Agreements agreements_*List and record human verdicts (agree, disagree, borderline) on the judge's scores.
Judges judges_*Replay the judge on existing outputs and compare two metric versions' agreement.

A first task to try

Paste the following brief into Claude Code or Cursor once the connection is up. It exercises runs_list, runs_get, and responses_list end to end: when the agent reports back you'll know the auth works, the tools are visible, and the data comes through with per-row detail. It writes nothing, so it is safe to run before you trust the agent with revisions.

Use the completion-kit MCP server to find my most recent run. Show me its name, its average score per metric (computed from the per-row responses), and the three lowest-scoring rows with the judge's rationale for each. Do not create or modify anything.

When this works, swap the brief for one that iterates. The automated eval loop has an example two-sentence brief that hands the loop to the agent and tells it when to stop. For background on what the scores mean and why they are trustworthy, see LLM-as-a-judge; for what a run and a metric actually are, see what is prompt evaluation.

Troubleshooting

Three mistakes account for almost every first-connection failure, most common first:

  1. The Bearer token is wrong or revoked. Symptom: the agent reports a 401, or Claude Code shows the server as failed in /mcp output, or Cursor's MCP panel shows it as red. Fix: regenerate the token under Settings then API tokens, paste the new value into the config, restart the agent. Tokens never appear in URLs and are shown only once, so a copy-paste slip here is the most common failure.
  2. The endpoint URL is wrong. Symptom: the connection succeeds but the server returns a JSON-RPC error or a 404. Almost always the slug between /orgs/ and /mcp is wrong, or someone wrote https://completionkit.com/mcp with no organization in it. There is no global endpoint; every endpoint is scoped to an organization. Fix: visit your dashboard, copy the slug straight out of the URL, paste it into the config.
  3. The tool list is empty. Symptom: the server is listed as connected but the agent says it has no tools, or /mcp shows a tool count of zero. Almost always the client hasn't completed the MCP initialize handshake yet (older clients did it lazily). Fix: restart the agent, or in Claude Code start a new session; the handshake fires on session start and the tool list populates immediately afterwards.

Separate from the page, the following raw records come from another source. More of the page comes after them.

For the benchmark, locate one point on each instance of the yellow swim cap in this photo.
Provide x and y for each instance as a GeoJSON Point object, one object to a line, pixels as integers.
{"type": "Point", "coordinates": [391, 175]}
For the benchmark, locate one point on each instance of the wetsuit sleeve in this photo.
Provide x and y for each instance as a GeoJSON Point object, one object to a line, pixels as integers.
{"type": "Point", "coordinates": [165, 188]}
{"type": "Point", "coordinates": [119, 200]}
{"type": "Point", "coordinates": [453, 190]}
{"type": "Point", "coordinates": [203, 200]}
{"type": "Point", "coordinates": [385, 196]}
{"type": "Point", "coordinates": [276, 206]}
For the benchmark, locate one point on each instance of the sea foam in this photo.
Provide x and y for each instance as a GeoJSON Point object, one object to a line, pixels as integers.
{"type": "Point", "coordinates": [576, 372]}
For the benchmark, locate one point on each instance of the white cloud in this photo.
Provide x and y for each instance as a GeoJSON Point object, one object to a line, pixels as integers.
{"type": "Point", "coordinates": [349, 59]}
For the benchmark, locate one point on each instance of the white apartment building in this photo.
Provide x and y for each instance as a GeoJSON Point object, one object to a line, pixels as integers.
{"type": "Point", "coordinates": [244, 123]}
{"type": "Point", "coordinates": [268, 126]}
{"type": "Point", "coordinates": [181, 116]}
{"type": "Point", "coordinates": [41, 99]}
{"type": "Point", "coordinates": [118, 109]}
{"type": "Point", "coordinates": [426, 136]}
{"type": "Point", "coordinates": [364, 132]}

If something fails outside these three, the API reference page renders curl examples for the same endpoints; running one by hand confirms whether the auth and URL are good, independent of the agent.

FAQ

Where do I get the MCP endpoint URL?

Every CompletionKit organization has its own MCP endpoint at https://completionkit.com/orgs/your-org-slug/mcp. The slug is the one in your dashboard URL after /orgs/. The API reference page in your organization renders the full URL pre-filled with your slug, alongside a Bearer token you can create under Settings then API.

Do I need a paid plan to use the MCP server?

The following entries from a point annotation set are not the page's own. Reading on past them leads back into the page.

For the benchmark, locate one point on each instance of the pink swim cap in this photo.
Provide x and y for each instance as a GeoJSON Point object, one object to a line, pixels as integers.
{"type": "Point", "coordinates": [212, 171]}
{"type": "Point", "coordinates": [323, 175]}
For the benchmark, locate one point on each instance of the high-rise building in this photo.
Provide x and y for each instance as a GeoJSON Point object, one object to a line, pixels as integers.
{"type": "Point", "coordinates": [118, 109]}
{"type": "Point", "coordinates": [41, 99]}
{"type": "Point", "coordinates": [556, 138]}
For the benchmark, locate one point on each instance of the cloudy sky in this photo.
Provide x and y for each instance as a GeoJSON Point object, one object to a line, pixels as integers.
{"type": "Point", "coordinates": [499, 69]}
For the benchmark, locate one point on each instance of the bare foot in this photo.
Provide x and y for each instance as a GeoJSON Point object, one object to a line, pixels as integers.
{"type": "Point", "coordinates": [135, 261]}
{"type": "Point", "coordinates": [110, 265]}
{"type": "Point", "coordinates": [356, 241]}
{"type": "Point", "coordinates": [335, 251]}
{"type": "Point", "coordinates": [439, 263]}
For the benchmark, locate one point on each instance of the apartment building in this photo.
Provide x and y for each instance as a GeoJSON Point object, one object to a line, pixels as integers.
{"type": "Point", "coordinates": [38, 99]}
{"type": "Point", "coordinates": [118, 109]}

No. The MCP server is available on the free tier. The free plan has a monthly run quota, and an agent driving the loop spends from it like a human would, so a paid plan matters once the agent iterates often. The connection, the tool list, and read-only calls cost nothing.

Does the agent see my prompt history?

Only the parts you let it list. The tools the server exposes are scoped to your organization and require a Bearer token tied to it. An agent with the token can call prompts_list, runs_list, datasets_list, and so on, and read what they return. It cannot see anything outside the organization the token belongs to. Revoking the token under Settings then API tokens cuts the agent off immediately.

Does prompts_update overwrite my prompt or create a new version?

On a prompt that already has runs, prompts_update creates a new immutable version rather than editing in place, and that version starts as a draft. It does not become current until you promote it with prompts_publish, so an agent's edits get a review gate instead of shipping straight to production. The full history is kept, and a prompt with no runs yet is updated in place.